On September 16, 1985, Janet Spiess died at Copley Memorial Hospital in Aurora, Illinois. A healthy 26-year-old during her entire pregnancy, she began leaking amniotic fluid a week before her due date. Her husband took her to the hospital, as he thought she was going into labor.

Her doctor examined her at the hospital and told her that she might need a cesarean, as he thought her baby was quite large. When he looked in on her two hours later, he decided to stimulate her labor with breast stimulation by breast pump. He told her husband that he couldn't be in the hospital, so he didn?t want to stimulate her labor with a Pitocin intravenous drip. She was left in the care of nurses from approximately 11:00 a.m. until 8:15 that night.

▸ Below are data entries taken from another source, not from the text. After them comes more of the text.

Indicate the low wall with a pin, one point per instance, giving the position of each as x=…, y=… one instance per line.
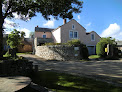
x=58, y=52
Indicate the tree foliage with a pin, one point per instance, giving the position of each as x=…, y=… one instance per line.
x=26, y=9
x=15, y=38
x=100, y=47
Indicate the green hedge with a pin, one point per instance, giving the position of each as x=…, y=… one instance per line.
x=100, y=47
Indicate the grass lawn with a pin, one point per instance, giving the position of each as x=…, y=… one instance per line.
x=61, y=82
x=94, y=57
x=24, y=53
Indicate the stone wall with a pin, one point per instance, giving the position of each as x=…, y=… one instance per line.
x=58, y=52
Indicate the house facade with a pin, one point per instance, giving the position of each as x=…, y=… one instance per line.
x=68, y=31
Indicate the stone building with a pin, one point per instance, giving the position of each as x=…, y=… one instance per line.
x=68, y=31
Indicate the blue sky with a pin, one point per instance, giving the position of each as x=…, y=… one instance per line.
x=101, y=16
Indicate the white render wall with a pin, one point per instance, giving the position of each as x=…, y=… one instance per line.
x=57, y=35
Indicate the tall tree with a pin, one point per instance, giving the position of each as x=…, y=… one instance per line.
x=26, y=9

The baby remained high despite the stimulation from the breast pump, which was clamped to her breast and changed from one side to the other every 15 minutes. By 1:00 p.m., she was telling the nurses that her contractions were too hard. (She had given birth two times previously). By midafternoon, she was in intense pain, a different kind of pain than she had previously experienced. By 4:00, she was pleading for a cesarean section.

A little after 6:00, a pelvic x-ray was taken. After a nurse looked at the x-ray and said that the baby looked "big", Tony Spiess, Janet's husband, told the nurse to call a doctor. He was told that none were available.

At 8:15, one of the obstetrician's partners examined Janet, as the obstetrician was babysitting his own children while his wife was out. He later testified that it was not his day to be on call. The partner found the baby's position to be very high. When Janet asked for a cesarean section, he decided instead to puncture the amniotic sac so the remaining fluid could drain off. Tony remembers a great gush of water coming out. The doctor then attached an internal monitor to the baby's scalp, and he and the nurse left the room.

A few minutes later, Janet told Tony that she couldn't breathe. After much difficulty in getting the staff to believe that his wife was in trouble, resuscitation efforts were made. At 9:20, she was given CPR, intubated and put on a ventilator. Janet Spiess was pronounced died of amniotic fluid embolism at 10:00, with her normal, eight-pound daughter still in her womb.